Francisco voltou ao conceito de "uma terceira guerra combatida 'em pedaços', com crimes, massacres, destruições", e questionou a consciência de todos: "Não podemos viver pacificamente com as guerras em andamento como se não fossem fatais. Seria um entorpecimento da consciência". Infelizmente isto acontece, especialmente em países não afetados por conflitos, mas apenas por algumas consequências, como a chegada de refugiados. São precisamente eles, aponta o Papa, que são as "testemunhas da guerra, tristes 'embaixadores' da inaudita exigência de paz" que "nos fazem experimentar em primeira mão como a guerra é desumana".

"Ouçamos a dolorosa lição de vida deles! Acolher refugiados também é uma forma de limitar os sofrimentos da guerra e de trabalhar pela paz".

Não à indiferença, não ao comércio de armas

O convite, portanto, não é para cair na indiferença, mas sim para "tentar agir pela paz sem se cansar". "Mesmo que não se possa agir diretamente sobre os conflitos, as opiniões públicas vigilantes podem fazer muito", assegura o Papa, "podem comprometer seu próprio país; podem exercer pressão sobre a comunidade internacional".

"A indiferença é cúmplice da guerra. O derramamento de sangue de uma única criatura já é demais"!

Como podemos ser cristãos fabricando armas?

O Papa Francisco então denuncia as máfias e a criminalidade que "hoje conduzem verdadeiras guerras, destruindo a paz em benefício dos seus próprios interesses" e lança um apelo para não responder à violência com mais violência: "Ponha sua espada de volta em sua bainha", diz ele, citando as palavras de Jesus no Jardim das Oliveiras.

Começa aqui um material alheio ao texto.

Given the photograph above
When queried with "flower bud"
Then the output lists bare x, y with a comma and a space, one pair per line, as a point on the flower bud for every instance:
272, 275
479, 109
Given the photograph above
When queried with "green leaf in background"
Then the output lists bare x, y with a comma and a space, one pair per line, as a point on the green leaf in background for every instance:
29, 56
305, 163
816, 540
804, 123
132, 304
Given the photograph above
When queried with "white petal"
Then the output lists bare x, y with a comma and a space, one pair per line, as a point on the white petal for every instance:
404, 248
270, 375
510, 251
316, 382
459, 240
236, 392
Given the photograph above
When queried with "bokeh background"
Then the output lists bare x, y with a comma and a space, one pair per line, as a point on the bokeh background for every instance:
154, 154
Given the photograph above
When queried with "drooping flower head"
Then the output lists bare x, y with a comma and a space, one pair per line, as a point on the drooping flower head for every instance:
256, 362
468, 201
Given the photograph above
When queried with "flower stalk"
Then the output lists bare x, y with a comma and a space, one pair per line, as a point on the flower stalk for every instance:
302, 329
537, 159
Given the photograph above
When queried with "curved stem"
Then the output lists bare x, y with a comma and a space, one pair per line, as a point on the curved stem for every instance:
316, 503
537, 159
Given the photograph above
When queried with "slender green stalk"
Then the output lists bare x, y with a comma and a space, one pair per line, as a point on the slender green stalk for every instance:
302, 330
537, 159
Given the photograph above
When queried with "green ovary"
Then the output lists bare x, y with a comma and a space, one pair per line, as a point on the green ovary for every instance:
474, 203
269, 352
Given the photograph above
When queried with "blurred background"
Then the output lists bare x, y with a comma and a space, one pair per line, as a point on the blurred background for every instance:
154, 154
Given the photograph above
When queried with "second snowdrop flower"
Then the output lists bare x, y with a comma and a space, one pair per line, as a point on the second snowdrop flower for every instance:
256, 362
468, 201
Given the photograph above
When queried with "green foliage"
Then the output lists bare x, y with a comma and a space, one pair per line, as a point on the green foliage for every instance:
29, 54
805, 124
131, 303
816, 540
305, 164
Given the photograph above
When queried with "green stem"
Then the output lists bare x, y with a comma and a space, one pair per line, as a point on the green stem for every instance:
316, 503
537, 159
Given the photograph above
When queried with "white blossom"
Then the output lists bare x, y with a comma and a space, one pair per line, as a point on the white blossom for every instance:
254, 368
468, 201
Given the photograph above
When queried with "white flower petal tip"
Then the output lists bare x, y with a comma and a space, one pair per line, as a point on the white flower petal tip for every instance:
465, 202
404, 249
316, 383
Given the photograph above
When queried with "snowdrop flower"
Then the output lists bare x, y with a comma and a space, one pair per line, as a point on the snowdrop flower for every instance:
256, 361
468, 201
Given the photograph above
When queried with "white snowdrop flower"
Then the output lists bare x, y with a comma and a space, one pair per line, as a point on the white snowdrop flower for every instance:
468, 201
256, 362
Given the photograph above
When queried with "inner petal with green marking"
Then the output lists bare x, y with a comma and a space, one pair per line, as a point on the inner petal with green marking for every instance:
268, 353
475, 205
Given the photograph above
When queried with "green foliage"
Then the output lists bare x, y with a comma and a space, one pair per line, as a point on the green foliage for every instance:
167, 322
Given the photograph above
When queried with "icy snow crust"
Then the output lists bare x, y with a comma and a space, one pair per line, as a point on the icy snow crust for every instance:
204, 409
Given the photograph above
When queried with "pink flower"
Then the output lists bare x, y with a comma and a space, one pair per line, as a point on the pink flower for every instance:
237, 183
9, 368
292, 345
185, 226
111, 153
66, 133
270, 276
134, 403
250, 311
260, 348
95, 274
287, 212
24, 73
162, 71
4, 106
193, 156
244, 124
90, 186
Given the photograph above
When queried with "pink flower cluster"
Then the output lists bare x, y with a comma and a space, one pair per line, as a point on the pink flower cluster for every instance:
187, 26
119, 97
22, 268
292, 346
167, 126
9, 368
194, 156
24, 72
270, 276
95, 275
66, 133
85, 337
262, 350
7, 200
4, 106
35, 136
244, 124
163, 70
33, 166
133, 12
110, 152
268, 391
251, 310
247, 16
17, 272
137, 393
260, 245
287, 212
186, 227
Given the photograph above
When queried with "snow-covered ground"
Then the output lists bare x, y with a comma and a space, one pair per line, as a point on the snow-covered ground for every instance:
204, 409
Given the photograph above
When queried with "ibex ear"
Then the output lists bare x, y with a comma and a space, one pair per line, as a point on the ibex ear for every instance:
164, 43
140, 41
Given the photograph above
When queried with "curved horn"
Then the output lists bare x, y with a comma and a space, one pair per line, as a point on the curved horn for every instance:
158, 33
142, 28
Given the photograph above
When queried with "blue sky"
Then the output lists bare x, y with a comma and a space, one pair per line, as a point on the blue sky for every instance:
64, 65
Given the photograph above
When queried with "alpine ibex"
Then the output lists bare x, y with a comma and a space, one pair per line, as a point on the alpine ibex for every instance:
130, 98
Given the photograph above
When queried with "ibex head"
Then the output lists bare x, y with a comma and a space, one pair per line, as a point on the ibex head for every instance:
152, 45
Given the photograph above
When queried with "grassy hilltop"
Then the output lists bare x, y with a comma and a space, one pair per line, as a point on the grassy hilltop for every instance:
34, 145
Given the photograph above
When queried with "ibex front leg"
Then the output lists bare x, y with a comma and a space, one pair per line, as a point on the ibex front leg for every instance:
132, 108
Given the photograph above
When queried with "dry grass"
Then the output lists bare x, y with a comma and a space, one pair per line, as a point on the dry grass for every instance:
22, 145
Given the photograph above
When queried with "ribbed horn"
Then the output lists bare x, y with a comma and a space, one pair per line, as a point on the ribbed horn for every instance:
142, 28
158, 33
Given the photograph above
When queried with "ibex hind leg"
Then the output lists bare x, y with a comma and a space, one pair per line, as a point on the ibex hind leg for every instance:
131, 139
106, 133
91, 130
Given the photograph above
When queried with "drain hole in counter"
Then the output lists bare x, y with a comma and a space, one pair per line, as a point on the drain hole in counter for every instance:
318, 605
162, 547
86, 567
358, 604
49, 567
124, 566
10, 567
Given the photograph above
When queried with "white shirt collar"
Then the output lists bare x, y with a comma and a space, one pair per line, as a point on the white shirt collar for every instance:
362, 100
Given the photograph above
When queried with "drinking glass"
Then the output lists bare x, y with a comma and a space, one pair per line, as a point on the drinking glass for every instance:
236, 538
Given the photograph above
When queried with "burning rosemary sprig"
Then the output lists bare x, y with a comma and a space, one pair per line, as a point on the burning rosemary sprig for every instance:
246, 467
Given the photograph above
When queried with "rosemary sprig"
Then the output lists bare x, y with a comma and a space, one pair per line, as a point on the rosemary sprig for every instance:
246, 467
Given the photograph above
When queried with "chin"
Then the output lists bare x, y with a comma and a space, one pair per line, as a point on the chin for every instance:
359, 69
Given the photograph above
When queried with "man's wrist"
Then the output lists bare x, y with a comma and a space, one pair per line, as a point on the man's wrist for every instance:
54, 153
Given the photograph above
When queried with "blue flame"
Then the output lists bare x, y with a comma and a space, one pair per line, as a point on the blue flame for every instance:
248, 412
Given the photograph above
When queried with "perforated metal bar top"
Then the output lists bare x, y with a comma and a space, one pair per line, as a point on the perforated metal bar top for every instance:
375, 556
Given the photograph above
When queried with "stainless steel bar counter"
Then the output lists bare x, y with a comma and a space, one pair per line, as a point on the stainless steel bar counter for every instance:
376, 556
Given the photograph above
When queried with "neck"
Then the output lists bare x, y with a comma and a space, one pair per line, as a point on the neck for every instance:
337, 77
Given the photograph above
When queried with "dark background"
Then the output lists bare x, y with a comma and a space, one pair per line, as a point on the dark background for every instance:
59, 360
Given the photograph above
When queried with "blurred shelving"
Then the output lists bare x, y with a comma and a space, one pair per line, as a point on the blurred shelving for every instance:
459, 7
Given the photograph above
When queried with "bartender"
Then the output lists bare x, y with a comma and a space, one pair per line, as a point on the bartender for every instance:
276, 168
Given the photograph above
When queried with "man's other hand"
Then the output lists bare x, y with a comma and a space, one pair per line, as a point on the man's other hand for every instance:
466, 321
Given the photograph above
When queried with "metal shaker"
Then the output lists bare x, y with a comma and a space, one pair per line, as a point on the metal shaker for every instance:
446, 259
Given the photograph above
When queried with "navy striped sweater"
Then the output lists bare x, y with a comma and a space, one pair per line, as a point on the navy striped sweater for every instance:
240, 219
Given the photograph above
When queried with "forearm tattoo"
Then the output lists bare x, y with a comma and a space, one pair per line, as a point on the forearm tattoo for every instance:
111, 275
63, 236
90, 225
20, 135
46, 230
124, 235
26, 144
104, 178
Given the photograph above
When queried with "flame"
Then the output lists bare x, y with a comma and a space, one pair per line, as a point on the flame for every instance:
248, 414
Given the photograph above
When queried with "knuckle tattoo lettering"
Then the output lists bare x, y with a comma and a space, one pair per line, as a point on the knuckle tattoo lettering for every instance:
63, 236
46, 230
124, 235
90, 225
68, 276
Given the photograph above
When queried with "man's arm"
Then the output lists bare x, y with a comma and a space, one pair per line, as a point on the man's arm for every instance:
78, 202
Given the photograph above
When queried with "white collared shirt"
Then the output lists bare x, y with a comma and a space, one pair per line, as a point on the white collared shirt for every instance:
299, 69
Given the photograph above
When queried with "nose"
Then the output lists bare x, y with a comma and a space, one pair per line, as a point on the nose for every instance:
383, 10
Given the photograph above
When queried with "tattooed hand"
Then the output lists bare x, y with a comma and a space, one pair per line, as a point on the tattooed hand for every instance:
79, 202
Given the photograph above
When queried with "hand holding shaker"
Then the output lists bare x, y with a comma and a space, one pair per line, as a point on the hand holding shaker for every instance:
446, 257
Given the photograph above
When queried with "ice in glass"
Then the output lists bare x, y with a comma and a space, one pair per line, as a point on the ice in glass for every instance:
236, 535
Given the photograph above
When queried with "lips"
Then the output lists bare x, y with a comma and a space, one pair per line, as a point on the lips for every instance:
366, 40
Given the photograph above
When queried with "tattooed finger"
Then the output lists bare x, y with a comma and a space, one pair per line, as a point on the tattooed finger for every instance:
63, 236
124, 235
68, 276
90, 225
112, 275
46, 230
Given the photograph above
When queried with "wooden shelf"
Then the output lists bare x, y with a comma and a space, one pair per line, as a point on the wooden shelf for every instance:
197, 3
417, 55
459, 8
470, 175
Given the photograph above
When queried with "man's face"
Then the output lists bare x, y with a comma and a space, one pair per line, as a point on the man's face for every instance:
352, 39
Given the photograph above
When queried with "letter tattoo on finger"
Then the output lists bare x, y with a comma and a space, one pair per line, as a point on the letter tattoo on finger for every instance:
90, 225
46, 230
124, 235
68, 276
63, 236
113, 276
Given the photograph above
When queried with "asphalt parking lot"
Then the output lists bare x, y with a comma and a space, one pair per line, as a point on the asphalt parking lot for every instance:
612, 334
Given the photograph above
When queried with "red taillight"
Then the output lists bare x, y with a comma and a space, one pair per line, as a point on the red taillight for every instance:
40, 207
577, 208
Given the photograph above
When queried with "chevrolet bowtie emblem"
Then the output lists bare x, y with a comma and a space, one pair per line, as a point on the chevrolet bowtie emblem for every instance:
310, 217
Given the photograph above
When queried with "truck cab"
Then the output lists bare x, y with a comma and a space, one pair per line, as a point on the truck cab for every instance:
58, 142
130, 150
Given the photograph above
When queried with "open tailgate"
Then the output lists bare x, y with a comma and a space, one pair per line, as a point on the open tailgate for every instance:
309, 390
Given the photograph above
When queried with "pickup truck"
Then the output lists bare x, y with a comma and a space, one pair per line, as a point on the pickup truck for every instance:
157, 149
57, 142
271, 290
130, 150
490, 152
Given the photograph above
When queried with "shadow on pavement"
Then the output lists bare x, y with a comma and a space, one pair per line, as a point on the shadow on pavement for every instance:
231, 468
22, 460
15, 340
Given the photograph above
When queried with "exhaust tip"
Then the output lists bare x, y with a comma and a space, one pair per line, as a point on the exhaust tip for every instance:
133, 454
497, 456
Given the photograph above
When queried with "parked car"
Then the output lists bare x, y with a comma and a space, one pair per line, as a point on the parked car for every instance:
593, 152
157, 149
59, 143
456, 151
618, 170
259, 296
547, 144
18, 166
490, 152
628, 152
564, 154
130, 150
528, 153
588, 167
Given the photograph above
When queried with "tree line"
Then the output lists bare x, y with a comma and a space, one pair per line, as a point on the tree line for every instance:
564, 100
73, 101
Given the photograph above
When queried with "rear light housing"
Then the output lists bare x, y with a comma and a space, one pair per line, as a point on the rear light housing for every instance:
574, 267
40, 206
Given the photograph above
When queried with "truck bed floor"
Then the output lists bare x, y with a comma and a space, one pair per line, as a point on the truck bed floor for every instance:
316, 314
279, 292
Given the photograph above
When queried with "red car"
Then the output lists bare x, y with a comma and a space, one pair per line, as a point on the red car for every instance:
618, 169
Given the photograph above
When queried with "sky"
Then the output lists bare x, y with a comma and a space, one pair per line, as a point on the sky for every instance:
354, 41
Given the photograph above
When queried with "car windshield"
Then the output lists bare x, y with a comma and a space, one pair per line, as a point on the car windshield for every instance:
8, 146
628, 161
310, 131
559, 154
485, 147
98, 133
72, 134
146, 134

A vida e o bem não são defendidos com a "espada". É uma palavra dirigida àqueles que acreditam na violência, a promovem ou a justificam. Quem empunha a espada, por sua vez, experimentará a violência. E os conflitos, uma vez abertos, - nós os vemos em nossos dias - às vezes são transmitidos de geração em geração.

"Basta!" disse Cristo aos discípulos. "Basta!", repete o Papa, "Basta de espadas, armas, violência, guerra!" "Como podemos ser cristãos com uma espada na mão? Como podemos ser cristãos, fazendo "espadas" com as quais outros se matarão? Hoje, infelizmente, estão sendo feitos armamentos mortíferos e sofisticados". Portanto, é necessário "parar de vender armas": não há "justificação para isto", nem mesmo a da perda de empregos.

O espírito de Assis

Francisco disse que se consolou com o fato de que "em todas as culturas e religiões, uma semente de paz foi semeada" testemunhado pelo encontro convocado por João Paulo II em Assis em 1986: "O mundo mudou tanto desde 1986. Mas precisamos, como ontem e mais do que ontem, da colaboração e oração das religiões, também para deslegitimar a violência em nome de Deus".

O sonho de um mundo sem guerras

O apelo final do Papa é não se resignar à guerra "como um companheiro diário da humanidade", com tantas crianças que crescem à sombra dos conflitos. A guerra - afirma - pode ser abolida, como aconteceu com a escravidão.

"O sonho de um mundo sem guerra não deve ser abandonado". Que todos os povos da terra desfrutem da alegria da paz"!